George Bradshaw was born at Pendleton, near Salford on July 29th 1801. He was an apprentice engraver to Thomas Tonbridge of Market Street, Manchester before spending two years in Belfast where he attempted to establish a business, returning to Manchester when this did not materialise.
He started trading from offices in Market Place before relocating to Cope's Court in 1830, where a year later he employed William Blacklock as an apprentice. At this stage, the business was mainly engaged in engraving maps and in 1835 a letter-press department was established.
William Blacklock, who was born in 1817, made such an impression within the business that he was made a partner before the age of 21. In 1839, the firm of Bradshaw & Blacklock moved to 27 Brown Street, Manchester and from there began publishing the Bradshaw's Railway Guides for which it become so well known.

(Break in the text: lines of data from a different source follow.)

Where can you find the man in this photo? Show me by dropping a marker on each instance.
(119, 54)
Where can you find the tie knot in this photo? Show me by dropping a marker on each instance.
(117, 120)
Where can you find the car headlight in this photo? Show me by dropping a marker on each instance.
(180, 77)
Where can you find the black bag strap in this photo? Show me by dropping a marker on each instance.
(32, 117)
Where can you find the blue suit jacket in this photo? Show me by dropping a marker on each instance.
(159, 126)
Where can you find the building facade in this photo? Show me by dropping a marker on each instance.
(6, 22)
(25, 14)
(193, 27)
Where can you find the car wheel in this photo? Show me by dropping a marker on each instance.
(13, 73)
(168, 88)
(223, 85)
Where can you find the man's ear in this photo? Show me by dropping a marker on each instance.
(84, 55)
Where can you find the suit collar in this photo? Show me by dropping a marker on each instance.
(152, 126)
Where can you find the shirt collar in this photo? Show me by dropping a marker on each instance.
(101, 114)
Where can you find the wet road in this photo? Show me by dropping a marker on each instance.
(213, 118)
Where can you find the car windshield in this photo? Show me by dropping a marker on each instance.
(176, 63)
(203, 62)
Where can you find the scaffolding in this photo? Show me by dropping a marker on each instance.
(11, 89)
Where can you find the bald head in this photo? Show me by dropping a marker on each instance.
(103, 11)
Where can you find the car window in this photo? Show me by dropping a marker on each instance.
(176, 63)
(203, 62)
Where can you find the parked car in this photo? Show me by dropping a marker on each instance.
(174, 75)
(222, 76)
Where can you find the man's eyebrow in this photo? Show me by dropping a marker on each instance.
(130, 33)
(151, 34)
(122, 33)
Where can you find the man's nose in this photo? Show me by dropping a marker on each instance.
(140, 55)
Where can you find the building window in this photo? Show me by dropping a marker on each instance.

Initially Bradshaw's Guides and then pocket books, albums and Baxter Process prints were also sold through the offices of W. J. Adams at 59 Fleet Street, London. Bradshaw & Blacklock purchased a licence from George Baxter around 1850 and published their first Baxter Process print in 'Bradshaw's Guide Through London and its Environs' in 1851. Bradshaw travelled to Norway in connection with one of their Continental Railway Guides, in 1853, where he contracted Asiatic cholera and died on September 6th 1853. He was buried at Christiania. The firm continued producing prints by the Baxter Process until at least 1856 and produced bobbin tickets by this method for about another forty years.
Blacklock retired from the firm in 1857.